Sin embargo, esta parlamentarización de la vida política europea también se enfrenta a importantes obstáculos para su consecución. En primer lugar, la consideración de la política europea como una cuestión técnica y orientada a lograr consensos o soluciones de equilibrio. En segundo lugar, la sustitución, en la práctica, del complejo proceso legislativo de contrapesos donde se reproducían debates en cada una de las instituciones involucradas (Comisión, Parlamento y Consejo) por reuniones informales entre un limitado número de representantes de las tres instituciones. Este diálogo informal a tres si bien favorece la adopción de acuerdos limita la transparencia del proceso legislativo, reduce la publicidad de los debates, y favorece las posiciones de los actores más cohesionados o con mayor representación.

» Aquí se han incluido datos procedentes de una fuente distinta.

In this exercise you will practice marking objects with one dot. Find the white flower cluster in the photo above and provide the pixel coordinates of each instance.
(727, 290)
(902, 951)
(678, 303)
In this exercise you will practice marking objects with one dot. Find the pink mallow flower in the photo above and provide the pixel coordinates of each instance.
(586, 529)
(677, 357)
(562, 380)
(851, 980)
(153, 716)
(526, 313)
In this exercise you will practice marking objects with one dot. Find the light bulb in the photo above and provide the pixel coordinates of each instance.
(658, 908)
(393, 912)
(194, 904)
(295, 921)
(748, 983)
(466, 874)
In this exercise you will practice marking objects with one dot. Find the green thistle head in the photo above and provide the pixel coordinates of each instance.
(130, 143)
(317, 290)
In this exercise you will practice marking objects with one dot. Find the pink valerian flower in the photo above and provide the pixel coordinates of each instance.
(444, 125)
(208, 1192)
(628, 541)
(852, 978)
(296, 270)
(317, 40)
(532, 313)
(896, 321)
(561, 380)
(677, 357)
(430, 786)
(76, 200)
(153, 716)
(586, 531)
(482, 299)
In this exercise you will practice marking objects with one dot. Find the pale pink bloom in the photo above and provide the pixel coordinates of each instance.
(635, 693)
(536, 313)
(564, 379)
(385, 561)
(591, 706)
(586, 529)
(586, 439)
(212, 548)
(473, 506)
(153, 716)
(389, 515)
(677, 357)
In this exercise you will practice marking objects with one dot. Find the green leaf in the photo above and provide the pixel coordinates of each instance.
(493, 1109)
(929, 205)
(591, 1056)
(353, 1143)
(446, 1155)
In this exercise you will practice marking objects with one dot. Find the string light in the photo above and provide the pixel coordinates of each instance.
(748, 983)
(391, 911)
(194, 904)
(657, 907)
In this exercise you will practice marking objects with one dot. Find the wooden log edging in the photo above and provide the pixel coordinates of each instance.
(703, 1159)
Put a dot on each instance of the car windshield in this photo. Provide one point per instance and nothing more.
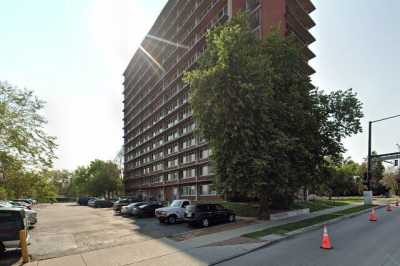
(176, 203)
(5, 204)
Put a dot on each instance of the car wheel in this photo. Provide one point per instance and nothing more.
(172, 219)
(205, 222)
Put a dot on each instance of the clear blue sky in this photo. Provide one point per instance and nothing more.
(72, 54)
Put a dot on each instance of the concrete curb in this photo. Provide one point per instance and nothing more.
(297, 232)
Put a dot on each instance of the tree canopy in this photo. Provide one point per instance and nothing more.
(26, 151)
(269, 128)
(22, 134)
(99, 178)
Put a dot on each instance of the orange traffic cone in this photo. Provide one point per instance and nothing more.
(326, 241)
(373, 217)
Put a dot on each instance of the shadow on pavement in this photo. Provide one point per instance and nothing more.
(10, 257)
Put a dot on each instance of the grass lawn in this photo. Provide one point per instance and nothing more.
(244, 209)
(282, 229)
(350, 200)
(317, 205)
(250, 209)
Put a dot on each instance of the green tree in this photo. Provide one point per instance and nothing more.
(3, 193)
(21, 128)
(268, 127)
(80, 181)
(105, 178)
(342, 179)
(61, 179)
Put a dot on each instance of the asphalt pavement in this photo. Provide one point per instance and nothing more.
(356, 241)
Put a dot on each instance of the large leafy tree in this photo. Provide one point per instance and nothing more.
(269, 128)
(25, 148)
(99, 178)
(22, 135)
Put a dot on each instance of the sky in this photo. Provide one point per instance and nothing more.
(72, 54)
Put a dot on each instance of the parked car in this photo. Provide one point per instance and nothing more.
(100, 203)
(23, 202)
(83, 201)
(31, 215)
(127, 210)
(207, 214)
(146, 210)
(91, 202)
(173, 213)
(123, 202)
(12, 220)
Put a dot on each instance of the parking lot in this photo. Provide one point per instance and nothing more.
(67, 228)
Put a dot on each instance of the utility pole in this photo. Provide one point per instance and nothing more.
(369, 155)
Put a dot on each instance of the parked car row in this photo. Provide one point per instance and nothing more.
(203, 214)
(31, 215)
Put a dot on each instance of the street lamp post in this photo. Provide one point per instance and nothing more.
(369, 147)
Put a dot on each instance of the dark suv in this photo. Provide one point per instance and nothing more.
(123, 202)
(205, 214)
(12, 220)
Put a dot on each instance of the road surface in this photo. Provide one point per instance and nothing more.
(356, 242)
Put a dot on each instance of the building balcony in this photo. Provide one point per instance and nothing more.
(300, 14)
(307, 5)
(302, 33)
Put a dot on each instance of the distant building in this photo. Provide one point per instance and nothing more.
(163, 158)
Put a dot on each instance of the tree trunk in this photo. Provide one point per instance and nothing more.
(264, 212)
(305, 193)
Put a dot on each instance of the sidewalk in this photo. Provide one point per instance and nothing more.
(165, 251)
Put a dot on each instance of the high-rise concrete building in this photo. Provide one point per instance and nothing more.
(163, 158)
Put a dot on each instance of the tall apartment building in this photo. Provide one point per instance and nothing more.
(163, 158)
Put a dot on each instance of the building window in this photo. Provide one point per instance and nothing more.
(173, 176)
(205, 153)
(173, 163)
(208, 189)
(188, 191)
(251, 4)
(189, 173)
(205, 170)
(189, 158)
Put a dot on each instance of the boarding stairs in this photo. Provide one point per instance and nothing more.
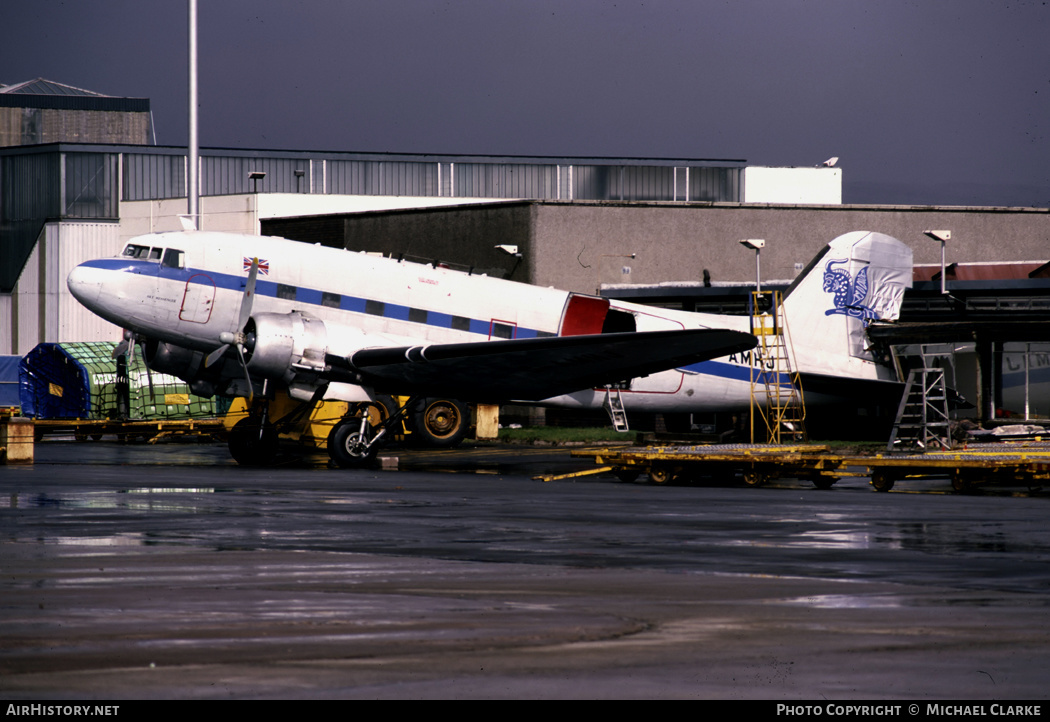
(613, 405)
(922, 418)
(777, 406)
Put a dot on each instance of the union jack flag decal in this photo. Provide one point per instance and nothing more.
(264, 266)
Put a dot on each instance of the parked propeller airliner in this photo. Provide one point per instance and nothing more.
(243, 315)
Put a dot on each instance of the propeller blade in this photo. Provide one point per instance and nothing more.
(122, 347)
(149, 376)
(244, 364)
(215, 355)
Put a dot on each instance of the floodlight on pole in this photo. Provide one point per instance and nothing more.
(941, 236)
(756, 245)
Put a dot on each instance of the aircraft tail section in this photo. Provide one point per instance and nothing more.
(857, 278)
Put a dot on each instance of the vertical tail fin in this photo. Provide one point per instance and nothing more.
(857, 278)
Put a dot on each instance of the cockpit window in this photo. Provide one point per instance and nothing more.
(172, 258)
(147, 253)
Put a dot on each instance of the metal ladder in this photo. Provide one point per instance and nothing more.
(613, 405)
(922, 418)
(776, 394)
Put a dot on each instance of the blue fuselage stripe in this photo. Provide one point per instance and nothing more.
(302, 295)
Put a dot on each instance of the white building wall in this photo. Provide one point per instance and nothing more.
(817, 186)
(41, 308)
(242, 213)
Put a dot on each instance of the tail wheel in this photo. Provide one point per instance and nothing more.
(347, 444)
(253, 443)
(442, 422)
(662, 474)
(882, 481)
(755, 478)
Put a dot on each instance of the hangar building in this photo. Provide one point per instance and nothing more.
(78, 178)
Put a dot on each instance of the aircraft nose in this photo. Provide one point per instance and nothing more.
(85, 283)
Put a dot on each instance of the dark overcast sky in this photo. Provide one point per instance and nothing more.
(924, 101)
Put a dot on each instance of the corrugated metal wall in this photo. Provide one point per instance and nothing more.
(41, 308)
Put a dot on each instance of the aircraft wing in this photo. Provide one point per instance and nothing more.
(530, 369)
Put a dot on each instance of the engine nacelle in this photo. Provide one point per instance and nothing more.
(179, 361)
(288, 346)
(186, 364)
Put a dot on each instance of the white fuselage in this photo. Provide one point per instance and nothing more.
(186, 289)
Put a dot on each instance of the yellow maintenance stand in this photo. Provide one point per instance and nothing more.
(777, 408)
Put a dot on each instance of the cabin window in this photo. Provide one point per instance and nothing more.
(461, 323)
(417, 315)
(502, 331)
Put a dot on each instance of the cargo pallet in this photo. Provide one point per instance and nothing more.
(142, 429)
(1026, 463)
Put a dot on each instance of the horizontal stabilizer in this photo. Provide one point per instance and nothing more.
(530, 369)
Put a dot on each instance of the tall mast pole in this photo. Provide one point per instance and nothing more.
(192, 185)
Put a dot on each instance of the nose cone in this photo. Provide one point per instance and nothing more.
(85, 283)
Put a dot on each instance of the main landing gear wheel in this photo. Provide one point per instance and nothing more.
(882, 481)
(754, 478)
(441, 422)
(253, 442)
(662, 474)
(348, 443)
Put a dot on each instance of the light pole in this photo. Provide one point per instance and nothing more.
(757, 245)
(941, 237)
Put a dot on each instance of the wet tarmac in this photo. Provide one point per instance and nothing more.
(167, 571)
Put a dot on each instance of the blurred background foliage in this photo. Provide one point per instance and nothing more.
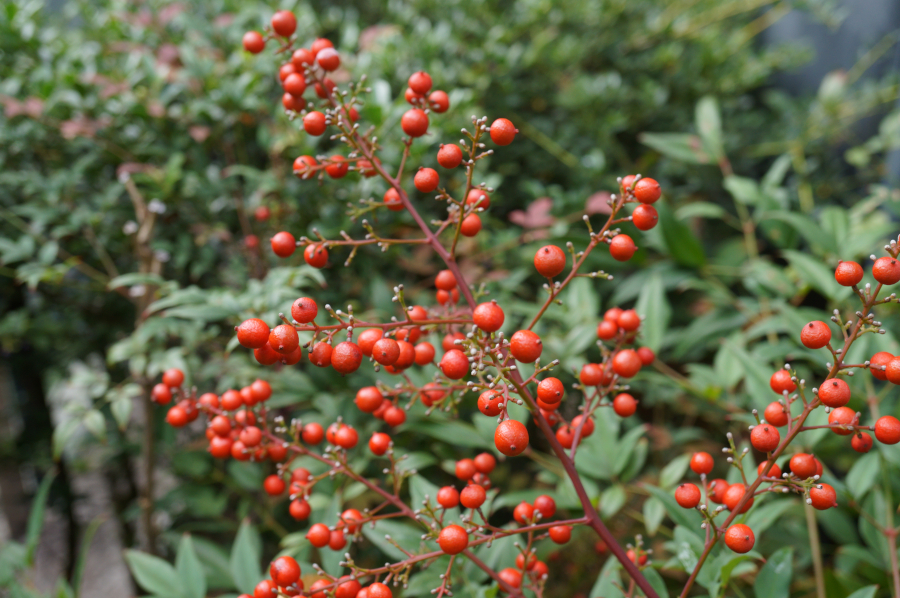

Estas reuniones informales se sucedieron en un 76% de los procedimientos de codecisión seguidos entre los años 1999 y 2007, según estimaciones de Raya Kardasheva del King's College London. Los propios datos del Parlamento Europeo confirman la importancia de estas reuniones informales. El porcentaje de acuerdo, en la fase de primera lectura, entre las tres instituciones ha pasado del 28% en la legislatura 1999-2004 a un 77% en 2011, tras los dos primeros años en vigor del Tratado de Lisboa. En otras palabras, el pretendido control parlamentario de la acción del ejecutivo nace ya, en buena medida, desactivado por la expansión de este informal diálogo a tres.
Un ejemplo de esta manera de hacer política y tomar decisiones ocurrió el 19 de marzo pasado cuando Comisión, Parlamento y Consejo adoptaron tras 16 horas de negociación un acuerdo para avanzar hacia una unión bancaria, con la creación del mecanismo de liquidación bancaria. El contenido y discusión de lo acordado cedió, en términos de importancia, ante la obtención misma del acuerdo. La posición del Parlamento o la Comisión no trascendió. Las decisiones europeas, cada vez con mayor frecuencia, se adoptan en un escenario de urgencia permanente que permite huir del debate y justificar las decisiones como la única solución posible para lograr un consenso.
La personalización del debate político europeo difícilmente conseguirá estos propósitos sin superar las limitaciones del diseño institucional europeo y la autocensura que se impone en defensa del consenso.